Birkaç dakika sonra, Gravis özümsemesini tamamladı ve gözlerini ilk kez bir Cennet Patronu olarak açtı.
WHOOOOOM!
Gravis’in Ruh Duyusu sonsuzluğa uzanıyordu.
Aynı anda en yüksek dünyanın daha fazlasını görüyordu, ama bu bilgiyi işlemeye çalışırken zihni herhangi bir zorlanma altında değildi.
Sonunda, Gravis’in Ruh Duyusu en yüksek dünyanın tüm Çekirdek Bölgesini kuşatmayı başardı.
Bu korkunç ve hayal edilemez bir mesafeydi!
Ancak, Çekirdek Bölgeler hala en yüksek dünyanın en küçük parçasıydı.
Çekirdek Bölgeler muhtemelen tüm en yüksek dünyanın %1’i bile değildi.
En yüksek dünya hayal edilemeyecek kadar büyüktü.

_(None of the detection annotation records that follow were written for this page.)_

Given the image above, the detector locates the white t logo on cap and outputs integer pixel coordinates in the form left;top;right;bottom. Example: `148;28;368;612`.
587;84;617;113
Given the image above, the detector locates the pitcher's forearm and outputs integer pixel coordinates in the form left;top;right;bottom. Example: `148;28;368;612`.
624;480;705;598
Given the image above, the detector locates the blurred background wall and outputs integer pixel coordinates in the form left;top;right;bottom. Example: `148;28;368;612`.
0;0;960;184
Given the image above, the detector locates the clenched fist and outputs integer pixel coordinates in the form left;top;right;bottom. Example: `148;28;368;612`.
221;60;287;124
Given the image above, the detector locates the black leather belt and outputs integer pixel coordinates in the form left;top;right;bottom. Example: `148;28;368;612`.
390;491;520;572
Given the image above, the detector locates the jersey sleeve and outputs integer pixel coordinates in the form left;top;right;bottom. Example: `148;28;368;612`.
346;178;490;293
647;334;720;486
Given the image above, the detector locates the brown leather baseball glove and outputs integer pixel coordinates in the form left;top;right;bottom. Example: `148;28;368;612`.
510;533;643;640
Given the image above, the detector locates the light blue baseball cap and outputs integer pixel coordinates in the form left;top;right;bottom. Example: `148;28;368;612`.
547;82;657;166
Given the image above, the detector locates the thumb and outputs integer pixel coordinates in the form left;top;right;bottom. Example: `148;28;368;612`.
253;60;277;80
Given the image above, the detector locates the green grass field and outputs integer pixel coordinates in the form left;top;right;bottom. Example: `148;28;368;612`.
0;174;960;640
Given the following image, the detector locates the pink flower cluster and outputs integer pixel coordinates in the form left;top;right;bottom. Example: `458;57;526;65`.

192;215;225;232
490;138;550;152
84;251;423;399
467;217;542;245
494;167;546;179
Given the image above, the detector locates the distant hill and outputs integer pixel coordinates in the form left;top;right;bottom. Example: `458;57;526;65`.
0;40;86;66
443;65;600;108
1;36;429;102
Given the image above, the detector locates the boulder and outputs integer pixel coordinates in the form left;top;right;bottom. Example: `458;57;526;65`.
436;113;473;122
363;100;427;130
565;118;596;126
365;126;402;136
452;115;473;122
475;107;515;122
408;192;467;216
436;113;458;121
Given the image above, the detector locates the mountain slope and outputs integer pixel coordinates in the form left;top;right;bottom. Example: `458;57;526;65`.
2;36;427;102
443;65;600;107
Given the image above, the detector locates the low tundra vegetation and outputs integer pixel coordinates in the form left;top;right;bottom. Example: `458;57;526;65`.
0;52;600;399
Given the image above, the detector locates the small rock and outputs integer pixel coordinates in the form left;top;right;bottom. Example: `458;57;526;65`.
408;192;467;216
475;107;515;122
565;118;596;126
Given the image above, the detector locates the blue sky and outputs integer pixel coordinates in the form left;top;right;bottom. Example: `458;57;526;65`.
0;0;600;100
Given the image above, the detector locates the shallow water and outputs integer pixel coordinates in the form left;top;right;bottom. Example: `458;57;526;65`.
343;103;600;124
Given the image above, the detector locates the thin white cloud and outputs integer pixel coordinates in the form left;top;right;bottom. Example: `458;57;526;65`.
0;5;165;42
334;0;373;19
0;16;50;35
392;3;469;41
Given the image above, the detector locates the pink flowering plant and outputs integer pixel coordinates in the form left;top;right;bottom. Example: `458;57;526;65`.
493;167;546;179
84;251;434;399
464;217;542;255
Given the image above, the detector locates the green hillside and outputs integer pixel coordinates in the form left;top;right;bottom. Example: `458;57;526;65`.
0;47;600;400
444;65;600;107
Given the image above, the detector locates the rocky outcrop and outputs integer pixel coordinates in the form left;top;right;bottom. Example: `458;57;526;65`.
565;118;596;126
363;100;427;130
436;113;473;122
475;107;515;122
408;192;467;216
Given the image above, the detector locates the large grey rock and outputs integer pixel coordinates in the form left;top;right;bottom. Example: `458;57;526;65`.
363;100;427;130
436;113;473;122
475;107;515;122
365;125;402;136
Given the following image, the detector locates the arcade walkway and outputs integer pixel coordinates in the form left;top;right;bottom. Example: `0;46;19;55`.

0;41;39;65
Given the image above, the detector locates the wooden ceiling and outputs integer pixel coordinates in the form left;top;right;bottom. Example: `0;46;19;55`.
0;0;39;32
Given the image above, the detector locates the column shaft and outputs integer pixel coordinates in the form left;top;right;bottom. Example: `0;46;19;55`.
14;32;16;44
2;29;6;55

Gravis tüm arkadaşlarını, hatta Orpheus ve Arc’ı bile aynı anda gördü.
Hepsi Çekirdek Bölgelerdeydi ve Gravis’in Ruh Duyusu hepsini kapsıyordu.

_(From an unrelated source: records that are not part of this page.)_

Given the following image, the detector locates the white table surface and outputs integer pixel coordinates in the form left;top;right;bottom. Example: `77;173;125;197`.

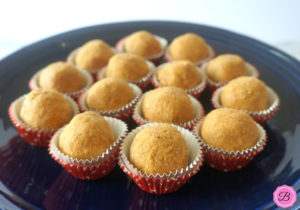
0;0;300;60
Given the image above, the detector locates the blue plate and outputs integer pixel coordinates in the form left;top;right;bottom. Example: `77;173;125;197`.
0;22;300;209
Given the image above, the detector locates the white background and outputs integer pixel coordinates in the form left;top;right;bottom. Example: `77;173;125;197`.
0;0;300;59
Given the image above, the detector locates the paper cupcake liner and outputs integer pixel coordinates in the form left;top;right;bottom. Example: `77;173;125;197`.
48;117;128;180
8;95;79;147
116;35;168;65
164;44;216;67
28;68;93;100
193;119;267;172
78;83;142;122
119;123;203;194
151;63;207;97
201;62;259;91
132;93;205;130
97;60;155;92
67;47;118;81
211;87;280;124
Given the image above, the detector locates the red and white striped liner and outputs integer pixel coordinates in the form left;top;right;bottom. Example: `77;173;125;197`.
116;35;168;65
132;93;205;130
193;119;267;172
164;44;216;67
96;60;155;92
48;117;128;180
211;87;280;125
28;67;93;100
119;123;203;194
151;63;207;97
67;47;118;81
78;83;142;122
201;62;259;91
8;95;79;147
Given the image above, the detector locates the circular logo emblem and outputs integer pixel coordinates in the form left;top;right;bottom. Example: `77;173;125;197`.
273;185;297;208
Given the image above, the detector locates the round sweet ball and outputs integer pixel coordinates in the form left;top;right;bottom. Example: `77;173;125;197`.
20;89;73;130
201;108;259;151
156;61;202;89
75;39;114;71
86;77;134;111
169;33;209;63
205;54;248;82
142;87;195;124
58;111;115;159
39;61;86;93
130;124;189;175
105;53;149;81
220;76;269;111
124;31;162;58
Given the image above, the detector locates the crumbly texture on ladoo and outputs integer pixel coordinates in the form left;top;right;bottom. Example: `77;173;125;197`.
105;53;149;82
199;108;259;151
130;124;189;175
20;89;73;130
75;39;114;71
220;77;269;111
142;87;195;124
205;54;248;82
156;61;202;89
86;77;134;111
59;111;115;159
169;33;209;63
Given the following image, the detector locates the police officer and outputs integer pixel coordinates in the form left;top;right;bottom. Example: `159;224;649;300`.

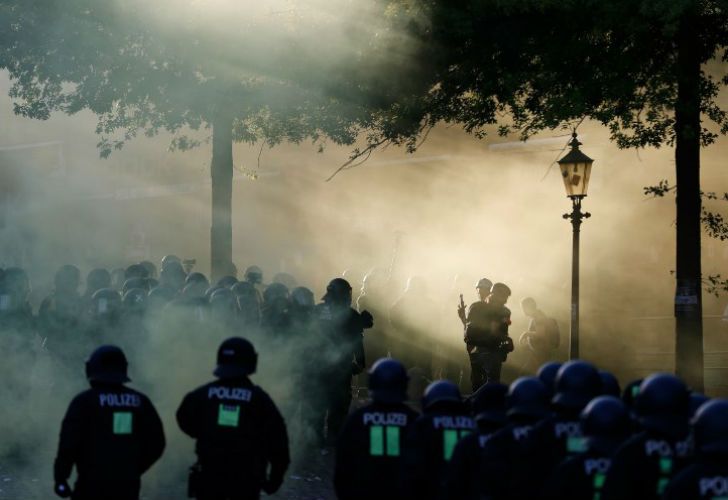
244;266;265;305
177;337;290;500
447;383;508;500
458;278;493;326
663;399;728;500
314;278;374;444
602;373;692;500
465;283;513;392
334;358;417;500
403;380;475;500
492;360;602;498
518;297;560;371
543;396;631;500
53;345;165;500
477;377;550;498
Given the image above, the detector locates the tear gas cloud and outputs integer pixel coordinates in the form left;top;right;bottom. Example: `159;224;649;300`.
0;1;728;498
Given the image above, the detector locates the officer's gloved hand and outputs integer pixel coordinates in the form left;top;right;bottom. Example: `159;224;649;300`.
263;477;283;495
360;310;374;328
53;481;72;498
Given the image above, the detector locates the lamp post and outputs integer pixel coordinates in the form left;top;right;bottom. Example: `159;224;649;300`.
558;131;594;359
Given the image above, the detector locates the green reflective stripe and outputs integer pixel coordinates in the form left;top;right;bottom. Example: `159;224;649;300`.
114;411;132;434
660;457;672;476
369;425;384;457
566;437;586;453
442;429;458;461
217;404;240;427
657;477;670;495
387;425;399;457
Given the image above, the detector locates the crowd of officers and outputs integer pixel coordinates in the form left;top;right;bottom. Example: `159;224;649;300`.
47;337;728;500
0;258;728;500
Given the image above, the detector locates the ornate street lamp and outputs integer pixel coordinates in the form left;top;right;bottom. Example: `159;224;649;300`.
558;131;594;359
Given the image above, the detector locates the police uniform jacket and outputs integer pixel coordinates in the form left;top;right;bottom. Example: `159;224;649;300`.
602;431;692;500
465;302;511;352
177;377;290;491
334;402;418;500
662;456;728;500
403;403;476;500
53;384;165;499
447;424;501;500
478;417;551;499
314;302;372;376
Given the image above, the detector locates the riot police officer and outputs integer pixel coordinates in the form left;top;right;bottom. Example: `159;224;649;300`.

Sonunda, Gravis arkadaşlarından uzaklaştı ve etrafında beliren insanlara baktı.
Birkaç Gök Komandoları gelmişti.
Usta Linus bir Cennet Patronu olduğunda, hepsi onu yeni üyeleri olarak selamlamışlardı. Özellikle İlahi Kıdemli, öne çıktı ve Cennetin Komandoları ile Usta Linus arasındaki boşluğu doldurdu.
Ancak bu sefer herkes sessizdi.
Gravis, üç eski foggies’i, Zero’nun Özü’nü, Usta Linus’u, Mortis’i, Kara Koman’ı, Mutlu Baharları, Göksel Kıdemli’yi, Işığın Sonu’nu ve Huzurlu Huzur’u görebiliyordu. Cennetin Çocuğu doğrudan gökyüzünde değildi ama Karşıt Şehir’de bulunan Cennet Şirketi’nin merkezinde kalıyordu.
Tepkileri?
değişiyordu.
Gravis bir Cennet Patronu olur olmaz, diğer Cennet Kodamanları Gravis’in beklediklerinden çok daha özel olduğunu hemen fark ettiler.
Üç yaşlı Gravis’e sanki hiç önemli değilmiş gibi baktılar. Neredeyse umursamayan tek kişi onlardı.
Usta Linus, Gravis’e şok ve şaşkınlıkla baktı.
Zero’nun Özü karmaşık bir ifadeyle Gravis’e baktı. Sanki onun için mutluydu, ama aynı zamanda mevcut durumla ilgili onun için motivasyonu düşüren bir şey de vardı.
Mortis, Gravis’e aynı, eşit bir bakışla baktı.
Kara Kodaman gıcırdayan dişleriyle Gravis’e baktı.
Happy Springs şaşırmıştı ama aynı zamanda ilgilenmişti.
Cennetsel Kıdemlinin yüzünde acı bir gülümseme vardı.
Işığın Sonu, Gravis’e ciddi bir ifadeyle baktı.
Huzurlu Huzur, gözlerinde beklentili bir parıltıyla Gravis’e baktı.
Gravis onlara baktı ve gözleri henüz Enerji Yasasını kavramamış olan Gök Kodamanlarına takıldı.
Ve Gravis gördükleri karşısında şaşırdı.
Kendilerini anlaşılmaz derecede zayıf hissediyorlardı.